The discovery of the strong association between the missense variant rs1804495 at SERPINA7 and iodine level is noteworthy since no GWAS had been performed previously for iodine. SERPINA7 encodes the major thyroid hormone transport protein, TBG, in serum. We found that one additional copy of the A allele decreases 11.12 ug/L iodine in maternal plasma, providing evidence for the regulation of iodine metabolism through a common missense genetic polymorphism present in TBG. Lastly, the remaining seven novel genetic associations displayed specific functions and warrant further studies for biological validation.
Hormone
We identified 12 loci that have a genetic influence on the plasma levels of six hormones, as presented in Figure 2d. Those included the known association between the CYP3A7-CYP3A51P locus and the estrone (E1) (lead SNP rs4646462, P= 7.20×10-20) and the association between the BORCS7-ASMT locus and the 17-hydroxyprogesterone (17OHP) measurement (lead SNP rs10883790, P= 1.45×10-17).
We also identified ten novel signals. For instance, the CYP2C18 locus was found to associate with the 11-Deoxycorticosterone (DOC) (lead SNP rs12764049-A: beta=-0.12, 95% CI: -0.15 to -0.10, P= 6.74×10-22). The lead SNP rs1926711 is an eQTL of CYP2C19, a monooxygenase that catalyzes many reactions involved in the synthesis of cholesterol, steroids, and other lipids and in drug metabolism.
In addition to the well-known association between the CYP3A7-CYP3A51P locus and E1, we found four novel signals for E1. These signals included the SULT1B1-SULT1E1 locus (lead SNP rs1220712-T: beta=-0.08, 95% CI: 0.06 to 0.10, P= 2.11×10-13), the OASL-P2RX7 locus (lead SNP rs2708101-T: beta=0.07, 95% CI: 0.05 to 0.09, P= 1.84×10-9), the LINC00379-MIR17HG locus (lead SNP rs74241688-A: beta=0.08, 95% CI: 0.06 to 0.11, P= 3.27×10-9) and the VCX3A-PUDP locus (lead SNP rs6639741-A: beta=0.07, 95% CI: 0.05 to 0.09, P= 3.81×10-9).

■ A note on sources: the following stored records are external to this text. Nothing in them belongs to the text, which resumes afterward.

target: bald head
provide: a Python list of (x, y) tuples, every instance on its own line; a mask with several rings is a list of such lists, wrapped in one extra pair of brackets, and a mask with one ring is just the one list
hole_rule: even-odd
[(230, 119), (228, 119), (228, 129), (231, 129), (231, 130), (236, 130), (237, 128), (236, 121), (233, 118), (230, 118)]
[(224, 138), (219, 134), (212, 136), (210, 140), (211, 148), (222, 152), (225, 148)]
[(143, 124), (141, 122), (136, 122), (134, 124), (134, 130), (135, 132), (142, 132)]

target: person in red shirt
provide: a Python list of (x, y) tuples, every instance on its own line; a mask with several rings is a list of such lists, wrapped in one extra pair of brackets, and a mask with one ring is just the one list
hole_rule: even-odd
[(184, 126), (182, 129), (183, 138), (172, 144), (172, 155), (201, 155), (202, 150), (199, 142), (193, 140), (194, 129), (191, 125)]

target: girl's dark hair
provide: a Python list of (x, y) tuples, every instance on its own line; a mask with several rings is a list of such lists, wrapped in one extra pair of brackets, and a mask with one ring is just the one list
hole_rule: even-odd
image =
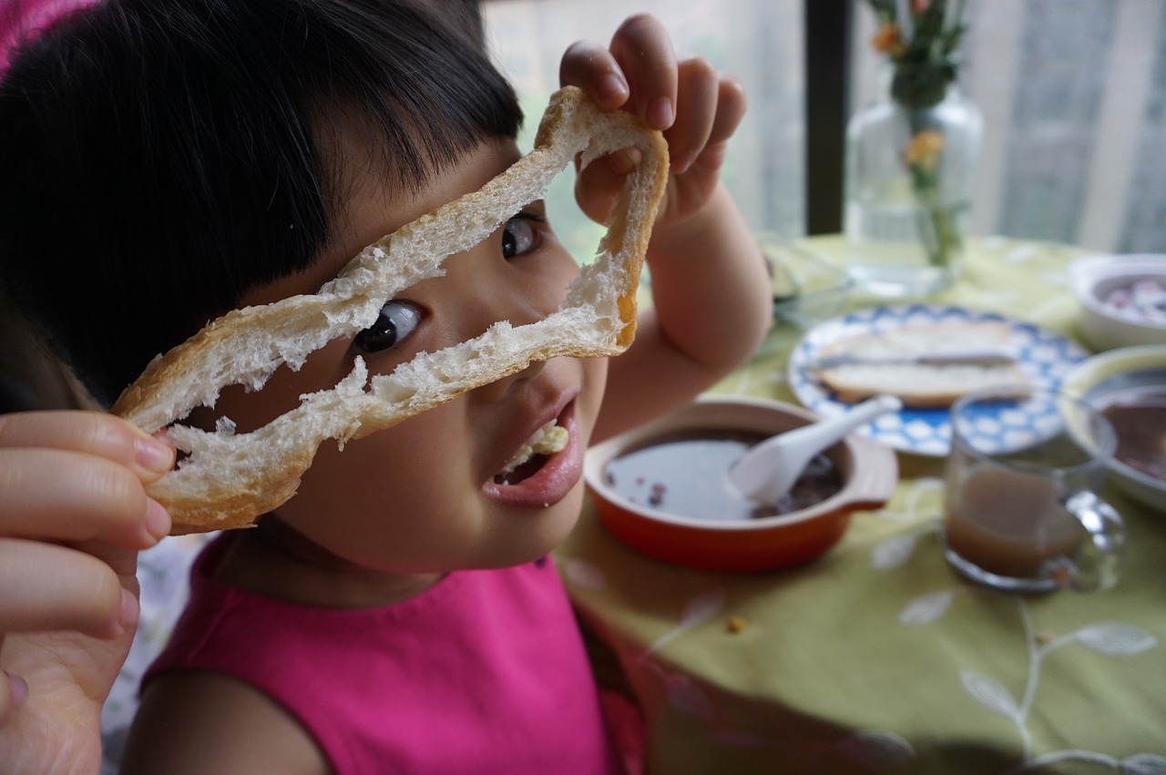
[(368, 127), (395, 191), (521, 124), (475, 0), (75, 12), (0, 82), (0, 282), (107, 404), (333, 237), (336, 115)]

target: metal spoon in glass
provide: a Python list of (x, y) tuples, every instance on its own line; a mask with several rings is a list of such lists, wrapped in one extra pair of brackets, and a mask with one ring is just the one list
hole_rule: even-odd
[(901, 408), (902, 402), (893, 395), (878, 395), (837, 417), (772, 436), (745, 452), (729, 470), (729, 481), (751, 500), (777, 503), (815, 455), (855, 428)]

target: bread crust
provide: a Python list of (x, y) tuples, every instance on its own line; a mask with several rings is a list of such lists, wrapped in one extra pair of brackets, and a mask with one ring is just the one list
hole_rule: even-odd
[[(298, 369), (332, 339), (375, 319), (405, 288), (443, 274), (449, 255), (477, 245), (547, 185), (576, 155), (582, 163), (635, 146), (641, 162), (624, 183), (599, 242), (568, 297), (549, 317), (421, 353), (392, 374), (368, 378), (363, 359), (336, 387), (247, 434), (175, 424), (213, 407), (229, 385), (258, 390), (282, 365)], [(171, 534), (246, 527), (295, 494), (325, 439), (340, 445), (384, 430), (466, 390), (561, 355), (614, 355), (635, 332), (635, 294), (652, 223), (668, 178), (663, 136), (624, 111), (604, 112), (578, 89), (552, 96), (534, 149), (480, 190), (422, 216), (366, 247), (315, 295), (238, 309), (155, 358), (118, 399), (118, 414), (147, 432), (169, 428), (185, 457), (147, 486), (170, 513)]]
[[(863, 333), (838, 339), (823, 347), (820, 358), (912, 357), (975, 352), (1004, 347), (1009, 327), (996, 320), (916, 324), (883, 333)], [(1028, 375), (1016, 361), (1006, 364), (848, 364), (814, 371), (838, 401), (857, 403), (890, 394), (904, 406), (919, 409), (949, 407), (971, 390), (1006, 385), (1026, 385)]]

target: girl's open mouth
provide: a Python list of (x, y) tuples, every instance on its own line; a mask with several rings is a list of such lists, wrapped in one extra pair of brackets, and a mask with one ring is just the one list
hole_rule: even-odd
[(496, 485), (517, 485), (538, 473), (555, 452), (562, 452), (570, 442), (570, 434), (552, 420), (534, 432), (506, 466), (494, 474)]
[(568, 403), (485, 482), (484, 492), (507, 507), (542, 509), (563, 500), (582, 477), (583, 445), (574, 403)]

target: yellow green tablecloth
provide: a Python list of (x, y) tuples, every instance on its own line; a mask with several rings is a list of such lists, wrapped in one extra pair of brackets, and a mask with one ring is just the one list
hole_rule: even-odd
[[(841, 260), (837, 238), (803, 246)], [(1077, 337), (1066, 269), (1081, 253), (974, 241), (961, 282), (929, 301)], [(774, 326), (715, 392), (794, 401), (785, 360), (800, 334)], [(942, 460), (899, 464), (883, 510), (770, 573), (654, 561), (585, 510), (557, 559), (645, 710), (647, 772), (1166, 773), (1166, 515), (1108, 488), (1130, 534), (1124, 580), (1006, 594), (943, 559)]]

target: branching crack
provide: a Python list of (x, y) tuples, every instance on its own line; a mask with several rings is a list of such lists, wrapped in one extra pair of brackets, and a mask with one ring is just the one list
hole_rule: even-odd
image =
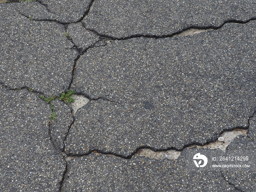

Furthermore, we discovered a novel signal for Estradiol (E2) levels within STS (lead SNP rs802900-: beta=0.06, 95% CI: 0.04 to 0.09, P= 3.78×10-8). Similar to the VCX3A-PUDP locus for E1, this signal is also an eQTL for PUDP, which plays a role in nucleotide salvage.
Lastly, we found three novel signals, including two for 11-Deoxycortisol (11DOC) at the CYP11B2-LOC100133669 (lead SNP rs143728108-T: beta=0.07, 95% CI: 0.04 to 0.09, P= 1.88×10-8) and the FDX1 ( lead SNP rs1073527-T: beta=0.08, 95% CI: 0.06 to 0.10, P= 1.47×10-10) locus, which plays roles in the steroid, vitamin D and bile acid metabolism and one signal for 17α-Hydroxyprogesterone (17OHP) at the ZNF468 locus (lead SNP rs4801940-T: beta=-0.10, 95% CI: -0.08 to -0.13, P= 9.49×10-15).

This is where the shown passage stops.